Senior NPU Kernel / Operator Engineer
Overview
We are seeking a Senior NPU Kernel / Operator Engineer to lead the development and optimization of high-performance deep learning operators for a next-generation AI accelerator platform.
This role focuses on kernel design, hardware-aware performance tuning, and correctness validation across a broad range of neural network workloads.
The ideal candidate will have deep experience optimizing compute-intensive software on GPU, NPU, DSP, SIMD, embedded accelerators, compiler backends, or HPC systems, with the ability to reason from model-level requirements down to hardware execution efficiency.
Responsibilities
- Design, implement, and optimize high-performance operators such as:
- Normalization
- Reduction
- Transpose
- Reshape
- Gather / Scatter
- Quantization / Dequantization
- Fused elementwise kernels
- Own performance optimization across key hardware constraints, including:
- Memory bandwidth
- SRAM utilization
- Data reuse
- DMA latency
- Bank conflicts
- Compute utilization
- Develop advanced optimization strategies including:
- Tiling
- Blocking
- Vectorization
- Memory scheduling
- Analyze and resolve bottlenecks related to:
- Memory hierarchy
- Synchronization overhead
- Instruction scheduling
- Data movement
- Validate operator correctness and numerical precision against reference implementations (e.g. PyTorch, NumPy)
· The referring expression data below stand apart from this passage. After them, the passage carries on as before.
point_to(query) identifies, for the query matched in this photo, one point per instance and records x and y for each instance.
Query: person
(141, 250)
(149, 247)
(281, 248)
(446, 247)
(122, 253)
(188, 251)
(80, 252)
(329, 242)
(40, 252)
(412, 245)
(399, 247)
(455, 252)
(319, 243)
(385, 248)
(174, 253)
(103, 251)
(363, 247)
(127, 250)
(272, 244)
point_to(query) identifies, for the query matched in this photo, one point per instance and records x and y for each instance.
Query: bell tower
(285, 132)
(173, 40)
- Benchmark and profile kernel performance across simulation, emulation, FPGA, or production silicon environments
- Debug complex issues involving:
- Tensor layouts
- Precision loss
- Memory access patterns
- Performance regressions
- Build performance models and optimize operators toward hardware roofline limits
- Collaborate closely with compiler, runtime, hardware architecture, and ML model teams to improve operator APIs and execution efficiency
- Document optimization strategies, tensor layouts, and performance improvements
- Mentor junior engineers and help define engineering best practices
Requirements
- BS / MS / PhD in Computer Science, Electrical Engineering, Computer Engineering, or related field
- 5+ years of experience in one or more of the following:
- Accelerator programming
- GPU / NPU development
- Compiler backend engineering
- Embedded systems
- High-performance computing
- Performance optimization
- Strong programming skills in:
- Deep understanding of:
- Tensor computation
- Neural network operators
- Strong knowledge of computer architecture concepts:
- Memory hierarchy
- Bandwidth and latency analysis
- Cache / SRAM behaviour
- Parallelism and synchronization
- Data locality and vectorization
- Proven experience optimizing performance-critical kernels or numerical compute pipelines
- Ability to identify and resolve performance bottlenecks from algorithm through to hardware execution
- Strong debugging, profiling, and analytical problem-solving skills
Preferred Experience
Experience with one or more of the following:
Frameworks / Tooling
- CUDA
- Triton
- OpenCL
- TVM
- MLIR
- Halide
Systems Experience
- SIMD
- DSP
- Embedded C/C++
- GPU / NPU programming
- FPGA development
- HPC systems
Advanced Optimization Techniques
- Tiling and blocking
- Vectorization
- Memory access optimization
- Instruction scheduling
- Mixed-precision optimization
Numerical Formats
- FP32
- FP16
- BF16
- FP8
- INT8 / INT4
AI Accelerator Architecture Familiarity
- Matrix engines
- Vector engines
- Systolic arrays
- DMA engines
- SRAM / NoC / DRAM systems
Bonus
- Experience with simulator, emulator, FPGA, or silicon bring-up
Opportunity
Join a highly technical team building cutting-edge AI compute infrastructure and contribute directly to the performance of next-generation machine learning hardware. This is an opportunity to work at the intersection of AI systems, compiler optimisation, and hardware acceleration, with significant ownership and technical impact.